Basically everything about this approach to communicating in the workplace is wrong.
You’re at the machine in the copy room, making sure there are enough flyers advertising the softball team to go around (keep in mind that these are just examples and it doesn’t matter whether there is a softball team, or if you work in a real office, at all). Gary walks in and stands behind you. He hasn’t announced himself yet, or tapped you on the shoulder, but you know he’s there. You also know that he’s the shy sort and likely won’t announce himself, so you turn around. “Heya, Gary” you say. “Oh. Hey, you” he responds. “So. I know that we have the end of quarter analysis coming up and that we’re all going to be busy, but, I don’t know, do you think that you could hurry up with that spreadsheet? I mean, you don’t have to. I guess. I could do it. It’s only, you know, I have this vacation coming up and, well, I did kind of want to take it before the next quarter. I guess I don’t have to, go on vacation I mean, it’s just that…”

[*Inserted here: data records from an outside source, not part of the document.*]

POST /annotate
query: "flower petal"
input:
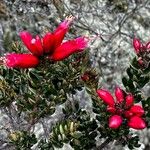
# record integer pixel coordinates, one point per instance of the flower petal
(137, 110)
(48, 42)
(26, 38)
(129, 100)
(61, 30)
(119, 94)
(115, 121)
(136, 45)
(21, 60)
(106, 97)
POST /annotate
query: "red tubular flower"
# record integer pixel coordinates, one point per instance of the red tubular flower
(137, 45)
(61, 30)
(119, 94)
(136, 122)
(122, 108)
(148, 45)
(48, 42)
(20, 60)
(111, 109)
(106, 97)
(68, 48)
(137, 110)
(115, 121)
(34, 45)
(129, 100)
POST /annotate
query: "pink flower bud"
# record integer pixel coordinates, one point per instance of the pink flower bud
(137, 110)
(21, 60)
(111, 109)
(61, 30)
(148, 45)
(129, 100)
(140, 61)
(137, 45)
(115, 121)
(48, 42)
(119, 94)
(34, 45)
(128, 114)
(136, 122)
(68, 48)
(85, 77)
(106, 97)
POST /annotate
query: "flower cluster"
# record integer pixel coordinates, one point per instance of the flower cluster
(50, 44)
(142, 51)
(123, 109)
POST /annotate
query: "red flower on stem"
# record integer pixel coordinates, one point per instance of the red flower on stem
(122, 108)
(142, 51)
(51, 43)
(20, 60)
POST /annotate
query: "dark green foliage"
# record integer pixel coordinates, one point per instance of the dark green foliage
(22, 140)
(77, 129)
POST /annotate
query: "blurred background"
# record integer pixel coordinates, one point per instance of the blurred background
(114, 23)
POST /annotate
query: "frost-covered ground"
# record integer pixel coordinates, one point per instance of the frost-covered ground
(115, 21)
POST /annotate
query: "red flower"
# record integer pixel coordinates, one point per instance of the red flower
(115, 121)
(20, 60)
(119, 94)
(51, 43)
(34, 45)
(122, 108)
(136, 45)
(106, 97)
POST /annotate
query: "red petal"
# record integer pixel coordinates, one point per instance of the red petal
(21, 60)
(137, 110)
(119, 94)
(128, 114)
(111, 109)
(68, 48)
(137, 45)
(115, 121)
(61, 30)
(106, 97)
(148, 45)
(136, 122)
(129, 100)
(26, 38)
(36, 46)
(48, 42)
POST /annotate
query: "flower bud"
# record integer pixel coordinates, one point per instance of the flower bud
(137, 45)
(61, 30)
(48, 42)
(115, 121)
(136, 122)
(68, 48)
(137, 110)
(111, 109)
(128, 114)
(119, 94)
(106, 97)
(34, 45)
(129, 100)
(148, 45)
(21, 60)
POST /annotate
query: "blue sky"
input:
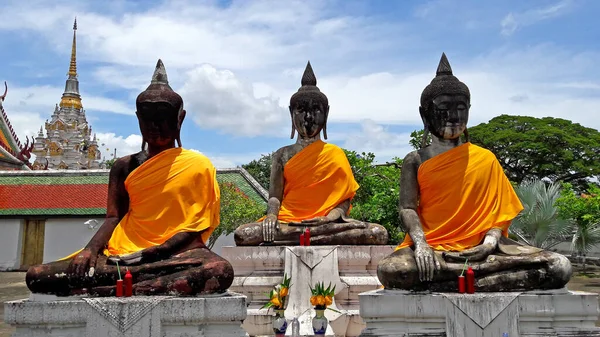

This isn’t as bad as Heather, for sure, but nearly. Gary, in this case, is much too passive. In fact, he’s well beyond passive and bordering on milquetoast. For those of you who don’t know what a milquetoast is, it’s the perfect way to describe people like Gary: wishy-washy pushovers who don’t seem to be able to stand up for themselves, but also can’t help but play the victim.
Again, the examples were drastic, but the point was to get the type across. When dealing with office relationships you can’t come off as too aggressive (it never pays to be on everyone’s “people to kill” list), and passive doesn’t work either because you’ll never get the respect that you deserve.
There is a fragile balance in the workplace where communication is concerned, especially at modern shared workspaces where you may not be speaking to someone in the same company.